A presidente do Tribunal de Justiça do Espírito Santo (TJES), desembargadora Janete Vargas Simões, recebeu, na tarde desta quinta-feira (5), um pedido importante do presidente da 2ª Subseção da OAB-ES, o advogado Henrique da Cunha Tavares: a nomeação urgente de juízes titulares para unidades judiciárias sobrecarregadas na região de Cachoeiro de Itapemirim. A reivindicação foi apresentada durante encontro inédito que reuniu a cúpula da OAB-ES com os 24 presidentes das subseções do estado, marcando um momento de diálogo institucional sem precedentes entre a advocacia capixaba e o Judiciário estadual.
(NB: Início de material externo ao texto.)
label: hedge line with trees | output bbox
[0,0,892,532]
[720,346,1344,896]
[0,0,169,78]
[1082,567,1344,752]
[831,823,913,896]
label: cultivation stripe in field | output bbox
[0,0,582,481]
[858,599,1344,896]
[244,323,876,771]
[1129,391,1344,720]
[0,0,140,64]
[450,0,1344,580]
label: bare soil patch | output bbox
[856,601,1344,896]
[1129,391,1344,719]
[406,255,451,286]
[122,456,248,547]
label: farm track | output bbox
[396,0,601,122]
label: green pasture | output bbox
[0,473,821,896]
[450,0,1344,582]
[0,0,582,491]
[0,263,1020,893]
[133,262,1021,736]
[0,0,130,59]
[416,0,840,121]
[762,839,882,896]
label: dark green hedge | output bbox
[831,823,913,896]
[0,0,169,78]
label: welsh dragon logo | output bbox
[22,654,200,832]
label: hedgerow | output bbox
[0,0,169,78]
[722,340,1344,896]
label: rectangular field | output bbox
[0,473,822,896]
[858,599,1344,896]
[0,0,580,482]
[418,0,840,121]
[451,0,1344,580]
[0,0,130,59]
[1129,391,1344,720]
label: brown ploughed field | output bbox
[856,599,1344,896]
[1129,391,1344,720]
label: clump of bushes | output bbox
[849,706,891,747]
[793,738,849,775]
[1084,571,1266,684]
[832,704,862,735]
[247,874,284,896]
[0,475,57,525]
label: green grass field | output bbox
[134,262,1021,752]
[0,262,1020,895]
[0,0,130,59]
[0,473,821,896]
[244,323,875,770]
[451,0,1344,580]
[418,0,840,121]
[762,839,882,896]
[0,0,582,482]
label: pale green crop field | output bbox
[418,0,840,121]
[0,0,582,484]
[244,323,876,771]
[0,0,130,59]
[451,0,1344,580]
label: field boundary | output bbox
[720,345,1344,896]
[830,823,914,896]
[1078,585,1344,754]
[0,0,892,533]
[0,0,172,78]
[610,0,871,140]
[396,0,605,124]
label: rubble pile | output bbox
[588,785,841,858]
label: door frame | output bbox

Em seu pronunciamento, o presidente Henrique Tavares destacou duas demandas prioritárias: a titularização, por meio de concurso de remoção ou promoção, de um juiz para a 3ª Vara de Família, Órfãos e Sucessões de Cachoeiro de Itapemirim, e a nomeação de um magistrado titular para a comarca de Muqui. “As varas de família sempre tiveram problema de tramitação, e depois a 3ª Vara foi bloqueada para novas remoções”, explicou o presidente da 2ª Subseção, referindo-se à unidade judiciária que historicamente enfrenta dificuldades operacionais. A situação, segundo destacou, agravou-se após a incorporação do acervo das comarcas de Atílio Vivácqua e Jerônimo Monteiro, transformadas em comarcas digitais pelo Ato Normativo nº 79/2025.
O contexto da manifestação remete a uma batalha que a advocacia regional vem travando desde março de 2025, quando o então presidente do TJES, desembargador Samuel Meira Brasil Jr., publicou o ato normativo que promoveu profundas mudanças estruturais no Judiciário. O documento regulamentou a implantação dos projetos Comarca Digital e Secretaria Inteligente Regional, centralizando serviços cartorários e transferindo a tramitação de processos de Atílio Vivácqua e Jerônimo Monteiro para unidades de Cachoeiro de Itapemirim. A medida inicial previa a extinção da 3ª Vara de Família, decisão que mobilizou o Conselho da 2ª Subseção e parte da advocacia regional em franca oposição.
Em abril de 2025, após intensa mobilização e apresentação de dados sobre acervos e distribuição de processos, a 2ª Subseção conquistou a suspensão temporária da extinção da vara. “A Presidência do Tribunal de Justiça compreendeu, com base em dados compartilhados pela 2ª Subseção, que não era o momento de implementar essa alteração”, declarou à época o presidente Henrique Tavares. A vitória, contudo, não resolveu o problema estrutural: a ausência de um juiz titular torna insuficiente o atendimento às demandas urgentes características das varas de família e sucessões, mesmo com a dedicação do magistrado que responde interinamente pela unidade.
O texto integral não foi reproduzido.